Una persecuzione contro Dio
Durante la prigionia, Ján Havlík conobbe il sacerdote salesiano Titus Zeman, beatificato nel 2017. "Fu vittima di un regime che voleva distruggere il fenomeno religioso e in particolare la Chiesa cattolica e i suoi ministri", osserva il prefetto, ricordando che, secondo le testimonianze raccolte, in carcere Ján "ricopiò di notte, scrivendo con una matita e facendone copie anche per altri, l’Umanesimo integrale di Jacques Maritain", circa 350 pagine. Un lavoro faticoso e rischioso. Il cardinale Semeraro osserva che in quelle pagine c'era la descrizione di ciò che Ján stava vivendo: "La verità - vi si legge - è che si tratta di una persecuzione mascherata; in realtà è una lotta contro Dio, di sterminio della religione, lavoro di distruzione spirituale". Alla volontà di "tener prigioniera la parola di Dio", commenta Semeraro, il nuovo beato "oppose la fedeltà a Dio, la fedeltà alla propria vocazione, alla propria scelta di carità verso il prossimo".
Modello di fedeltà per tutti
Un modello di fedeltà, dunque, Ján Havlík, che oggi viene proposto non solo alla Chiesa slovacca ma a tutti i cristiani, anzi, "a tutti coloro che operano a favore della dignità umana e per la libertà di coscienza.

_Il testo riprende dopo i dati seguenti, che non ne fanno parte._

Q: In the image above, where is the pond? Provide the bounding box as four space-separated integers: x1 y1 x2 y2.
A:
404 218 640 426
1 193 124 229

È qui l’attualità di questa beatificazione - prosegue Semeraro -, poiché in molti casi e pur in contesti diversi è difficile, talvolta eroico, rimanere fedeli a Cristo". Il porporato ricorda la promessa di Gesù: "chi perderà la propria vita per me, la salverà" che in Ján si realizza. La fama del suo martirio infatti si diffuse molto presto estendendosi oltre i confini della nazione e oggi, conclude il prefetto delle Cause dei Santi, "la Chiesa lo riconosce e lo ha confermato poco fa con le parole del Papa: Ján Havlík 'fu fedele discepolo del Signore Gesù, al quale offrì generosamente la vita, perdonando i persecutori'.